Planaria flatworms can be alternative screening tool to avoid rabbit skin testingOctober 01, 2020
Tests for skin treatments could be screened using flatworms rather than other animals such as rabbits, according to new research.
A team at the University of Reading and Newcastle University have found that planaria, a type of flatworm, can be used as a reliable alternative for testing topical skin products used to treat human tissues such as the eyes, nose or vagina to ensure that they are not harmful.
The paper, published in Toxicology in Vitro, shows how the use of a fluorescent dye mixed with a potential skin product is absorbed through the outer layers of skin in the planaria.

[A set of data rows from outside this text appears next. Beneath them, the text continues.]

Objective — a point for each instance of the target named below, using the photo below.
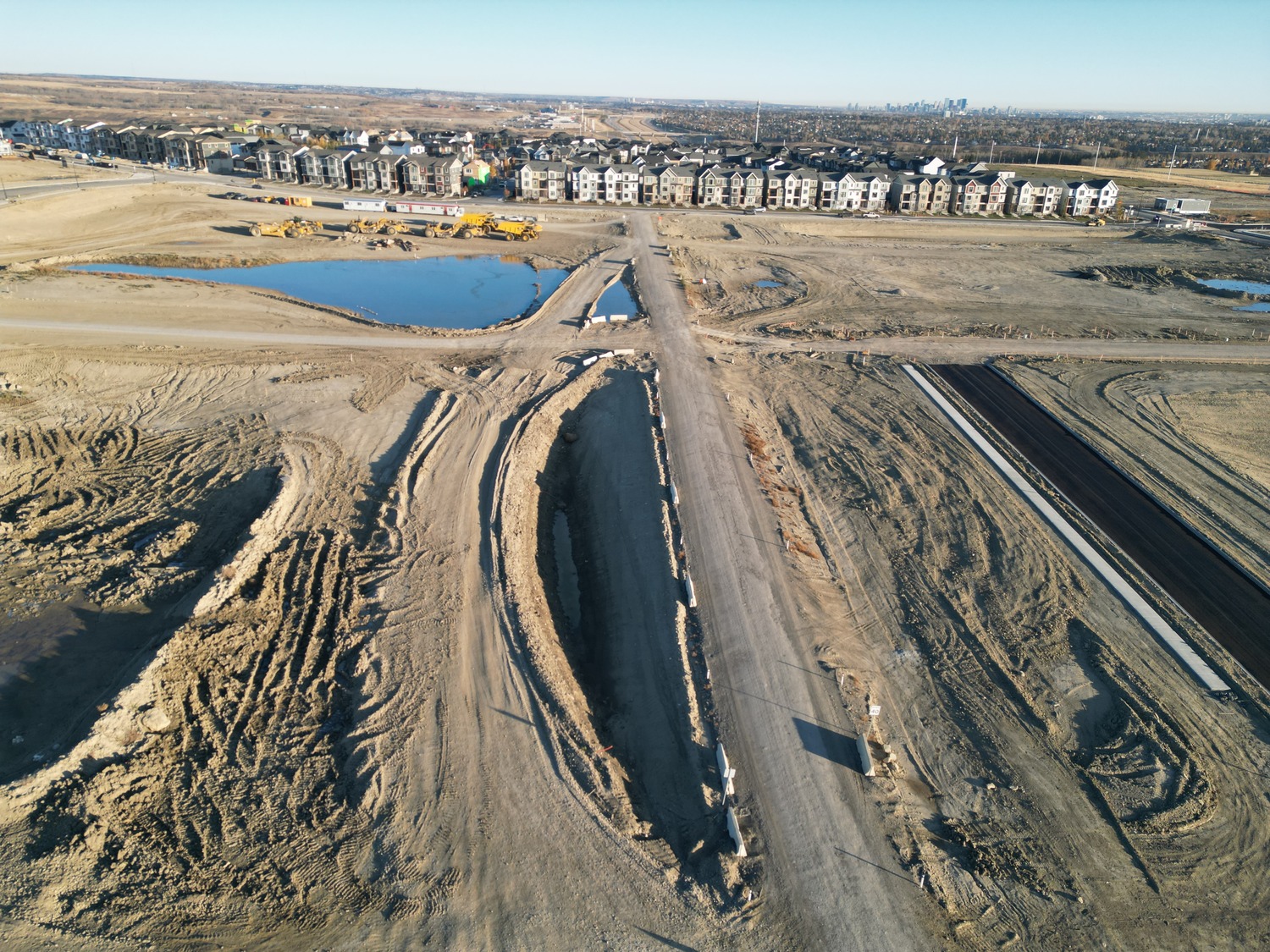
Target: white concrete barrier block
(726, 773)
(734, 829)
(865, 757)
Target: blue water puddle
(428, 292)
(616, 300)
(1247, 287)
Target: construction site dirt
(1223, 599)
(324, 634)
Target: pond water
(616, 300)
(1247, 287)
(431, 292)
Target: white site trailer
(446, 208)
(1184, 206)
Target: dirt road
(833, 880)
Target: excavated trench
(607, 566)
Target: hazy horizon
(1074, 56)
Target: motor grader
(295, 228)
(383, 226)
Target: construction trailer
(446, 208)
(1184, 206)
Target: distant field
(1196, 178)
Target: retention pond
(429, 292)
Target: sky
(1087, 55)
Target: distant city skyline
(1160, 56)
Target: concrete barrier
(866, 767)
(726, 773)
(734, 829)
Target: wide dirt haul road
(790, 741)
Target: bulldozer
(295, 228)
(384, 226)
(480, 223)
(465, 226)
(517, 230)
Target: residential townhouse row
(775, 188)
(625, 173)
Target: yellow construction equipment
(384, 226)
(480, 223)
(296, 228)
(517, 230)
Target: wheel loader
(296, 228)
(383, 226)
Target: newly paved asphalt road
(1226, 602)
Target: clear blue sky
(1097, 55)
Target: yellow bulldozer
(480, 223)
(384, 226)
(464, 226)
(517, 230)
(296, 228)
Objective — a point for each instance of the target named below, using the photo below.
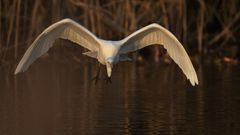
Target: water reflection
(56, 96)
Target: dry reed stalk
(200, 24)
(16, 41)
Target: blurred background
(148, 96)
(204, 27)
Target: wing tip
(194, 82)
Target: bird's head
(109, 64)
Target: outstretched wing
(156, 34)
(66, 29)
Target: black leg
(108, 80)
(97, 77)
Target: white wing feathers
(66, 29)
(156, 34)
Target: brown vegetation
(201, 25)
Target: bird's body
(109, 52)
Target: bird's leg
(108, 80)
(97, 77)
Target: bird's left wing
(156, 34)
(66, 29)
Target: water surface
(56, 97)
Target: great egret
(109, 52)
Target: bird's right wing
(155, 34)
(66, 29)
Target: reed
(199, 24)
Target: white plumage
(109, 52)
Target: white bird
(109, 52)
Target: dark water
(56, 97)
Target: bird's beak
(109, 67)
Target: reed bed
(203, 26)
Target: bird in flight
(109, 52)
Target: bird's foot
(95, 79)
(108, 80)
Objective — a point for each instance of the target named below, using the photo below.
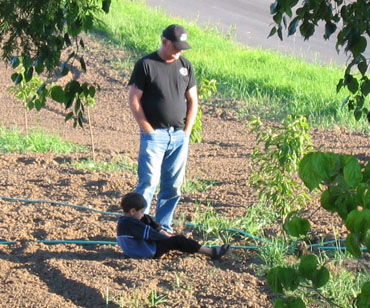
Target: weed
(197, 185)
(121, 165)
(12, 141)
(156, 299)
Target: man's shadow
(81, 295)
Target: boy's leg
(177, 242)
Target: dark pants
(177, 242)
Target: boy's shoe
(218, 252)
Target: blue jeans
(162, 160)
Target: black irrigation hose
(88, 242)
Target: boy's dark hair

The tests are cheaper and more ethical than existing animal tests, because planaria are readily available and easily cultured in a laboratory - and don't experience suffering. While other tests are carried out on human skin cells in a petri dish, the new screening method would provide a more accurate test of how the potential skin product would interact with living tissue.
Professor Vitaliy Khutoryanskiy, a Professor of Formulation Science at the University of Reading said:
"Developing more ethical alternatives to tests that others do on rabbits, known as the Draize test, has been a major challenge, especially in relation to evaluating products for sensitive human tissue. Our tests with flatworms show that there are potential ways to screen skin irritants in a more ethically responsible way.
"While the vast majority of cosmetic skin products are no longer tested on animals, it remains critical that new developments for clinical treatments are tested robustly and we hope that we can find solutions that consign the Draize test to history. We also hope to continue planaria research and develop further tests for probe irritation potential of chemicals to other human tissues."
A series of tests with the flatworms looked at whether they can be used to screen for products that are irritants to human skin. Two of the methods, which involved observing the movement of the worms when exposed to known irritants and measuring acute toxicity were not useful.
However, there was a positive result in tests which used the common fluorescent dye alongside short-term and low concentration exposure to various chemicals. The planaria which were exposed to known human skin irritants had significant levels of the fluorescent dye under their skin.
Planaria are a freshwater-living flatworms which are already widely used in scientific research. They are advanced invertebrates with a primitive brain and share similar features with the vertebrate nervous system found in animals including mammals, examples of the ways that planaria are used include testing the neurotoxicity of potentially hazardous substances. Planaria have a simple but well-characterised epidermal membrane similar to skin that acts as the first point of contact between the worm and a foreign substance.